2000ms disk response time suddenly when reorganizing indexes
We have a vendor database with vendor configured maintenance plans but they use the built in rebuild index, check integrity, reorganize etc. It is configured to rebuild indexes weekly, reorganize on weekdays. This has been running fine. I have had my eye on the server because the response times on the SAN disks that the databases are on have consistently over 40ms response times. Well suddenly yesterday the response times spiked to over 2000ms, the user databases were pretty much unusable, and the only messages in the SQL server log were regarding IO taking longer than 15 seconds to complete. The reorganize index task was running. When the reorganize indexes task finished the issue was resolved... but it had taken 12 hours when it usually takes less than 2. The next night it happened again. The Avg Disk Read/Write Sec spiked between 50 and 100 in perfmon. Any Ideas how a reorganize index operation could suddenly cause this behavior? An integrity check hasnt been done since the first time the issue occured. I was thinking possibly a corrupt index? SQL 2008 R2
Has the data volume suddenly increased by a large magnitude? Was the SAN doing something at the same time as the reorg was? Have you check on the wait stats to see what SQL Server might be waiting on specifically? I recommend Paul Randal's "Tell Me where It Hurts" blog as a reference.

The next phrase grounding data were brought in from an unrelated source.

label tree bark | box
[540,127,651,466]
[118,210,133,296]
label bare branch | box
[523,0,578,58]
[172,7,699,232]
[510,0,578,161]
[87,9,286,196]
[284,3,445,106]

http://www.sqlskills.com/blogs/paul/wait-statistics-or-please-tell-me-where-it-hurts/ If you want to post back what the results of Paul's script is, that might give us a better clue as to where the problem is.
I am thinking this is more of a disk issue than anything SQL would be doing. 2000ms to read/write to the disk is the issue. Much longer latency from the disk would cause the index job to take longer as well. I would be getting your storage folks involved. Are they doing any storage migrations, recently migrated you to another storage array or pool of disk, things like that. Run something like Crystal Benchmark or SQLIO to stress the disk off hours to show it is having latency issues.